PEN Canada is now accepting submissions for the 2023 RBC PEN Canada New Voices Award. The award seeks to encourage new writing and to provide a space where unpublished writers (age 17 and over) can submit short stories, creative non-fiction, journalism, and poetry. Eligible writers are invited to submit their work to a jury of distinguished Canadian writers for a chance to win $3,000 CAD and mentorship from an esteemed Canadian author.
Submissions can be made up to midnight on May 5, 2023. More details on how to apply can be found here.
We are excited to announce that this year’s New Voices Award will be judged by authors Jónína Kirton, Chelene Knight and Alexander MacLeod.
Jónína Kirton, an Icelandic and Red River Métis poet and citizen of the Métis Nation of BC currently lives in New Westminster BC, the unceded territory of the Halkomelem speaking peoples. She was born in Portage la Prairie, Manitoba, Treaty 1, the traditional lands of the Anishinaabe, Cree, Oji-Cree, Dakota, Dene peoples and the homeland of the Métis. She was sixty-one when she received the 2016 Vancouver’s Mayor’s Arts Award for an Emerging Artist in the Literary Arts category. Her second collection of poetry, An Honest Woman, was a finalist in the 2018 Dorothy Livesay Poetry Prize. Her third book, Standing in a River of Time, merges poetry and lyrical memoir to take us on a journey exposing the intergenerational effects of colonization on her Métis family.

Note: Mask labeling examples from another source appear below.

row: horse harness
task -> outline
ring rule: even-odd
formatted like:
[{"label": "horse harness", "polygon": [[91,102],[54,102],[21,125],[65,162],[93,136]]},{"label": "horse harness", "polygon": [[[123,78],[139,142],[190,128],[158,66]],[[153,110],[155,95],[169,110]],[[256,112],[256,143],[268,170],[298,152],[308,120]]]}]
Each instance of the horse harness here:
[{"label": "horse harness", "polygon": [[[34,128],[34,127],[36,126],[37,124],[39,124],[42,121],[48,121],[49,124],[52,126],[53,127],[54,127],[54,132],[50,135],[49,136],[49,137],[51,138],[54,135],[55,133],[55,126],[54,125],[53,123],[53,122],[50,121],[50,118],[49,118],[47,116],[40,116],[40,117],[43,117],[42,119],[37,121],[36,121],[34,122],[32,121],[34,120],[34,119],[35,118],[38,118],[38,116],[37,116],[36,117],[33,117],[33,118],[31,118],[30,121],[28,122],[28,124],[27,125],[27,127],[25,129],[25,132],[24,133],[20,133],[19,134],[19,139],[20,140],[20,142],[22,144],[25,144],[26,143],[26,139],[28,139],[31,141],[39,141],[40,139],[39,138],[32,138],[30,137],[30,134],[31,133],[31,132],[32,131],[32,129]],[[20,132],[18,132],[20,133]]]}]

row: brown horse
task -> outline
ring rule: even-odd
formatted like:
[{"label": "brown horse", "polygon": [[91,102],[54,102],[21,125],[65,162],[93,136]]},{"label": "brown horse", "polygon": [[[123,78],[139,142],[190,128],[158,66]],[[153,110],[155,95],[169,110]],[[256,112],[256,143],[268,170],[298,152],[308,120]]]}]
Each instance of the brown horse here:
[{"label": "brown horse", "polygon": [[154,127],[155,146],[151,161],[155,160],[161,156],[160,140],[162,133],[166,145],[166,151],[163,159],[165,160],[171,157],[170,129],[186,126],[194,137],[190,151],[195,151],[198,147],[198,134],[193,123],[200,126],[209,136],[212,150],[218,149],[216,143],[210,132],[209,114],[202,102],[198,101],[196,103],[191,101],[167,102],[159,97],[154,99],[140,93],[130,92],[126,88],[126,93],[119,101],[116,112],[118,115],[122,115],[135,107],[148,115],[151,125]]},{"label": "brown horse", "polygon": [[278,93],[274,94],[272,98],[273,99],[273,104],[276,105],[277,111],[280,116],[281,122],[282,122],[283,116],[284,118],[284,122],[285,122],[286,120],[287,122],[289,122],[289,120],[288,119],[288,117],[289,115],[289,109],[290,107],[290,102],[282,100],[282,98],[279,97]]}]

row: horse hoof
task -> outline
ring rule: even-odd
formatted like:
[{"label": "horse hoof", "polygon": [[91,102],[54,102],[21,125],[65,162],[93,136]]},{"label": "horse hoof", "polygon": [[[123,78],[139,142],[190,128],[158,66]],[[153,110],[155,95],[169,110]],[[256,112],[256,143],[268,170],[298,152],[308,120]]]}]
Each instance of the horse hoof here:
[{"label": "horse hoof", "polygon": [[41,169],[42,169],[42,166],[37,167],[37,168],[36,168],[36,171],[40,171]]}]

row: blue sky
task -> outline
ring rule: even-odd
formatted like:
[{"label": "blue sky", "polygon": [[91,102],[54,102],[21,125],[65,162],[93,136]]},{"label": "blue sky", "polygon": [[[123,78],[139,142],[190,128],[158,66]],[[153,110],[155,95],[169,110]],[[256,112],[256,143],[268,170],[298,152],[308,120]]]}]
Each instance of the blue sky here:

Chelene Knight is the author of Braided Skin (Mother Tongue 2015) the memoir Dear Current Occupant, winner of the 2018 Vancouver Book Award, and long-listed for the George Ryga Award for Social Awareness in Literature, and her novel, Junie (Book*hug 2022) long-listed for the inaugural Carol Shields Fiction Prize. Her book Let it Go is forthcoming with HarperCollins Canada in 2024. Her essays have appeared in multiple Canadian and American literary journals, plus the Globe and Mail, the Walrus, and the Toronto Star. Her work is anthologized in Making Room, Love Me True, Sustenance, The Summer Book, and Black Writers Matter, winner of the 2020 Saskatchewan Book Award. Her poem, “Welwitschia” won the 2020 CV2 Editor’s Choice award. She was shortlisted for PRISM’s 2021 short forms contest.
Photo credit: Jon McRae
Alexander MacLeod‘s work has appeared in The New Yorker, Granta, The Guardian, and The Globe and Mail. His first collection of short stories, Light Lifting, was named a finalist for the Scotiabank Giller Prize, The Frank O’Connor International Short Story Award and the Commonwealth Book Prize. A past winner of the O Henry Prize, his most recent collection, Animal Person was recognized as a “Book of the Year” by The New Yorker, The Irish Times, The Globe and Mail and CBC Books. Alexander lives in Dartmouth and teaches at Saint Mary’s University.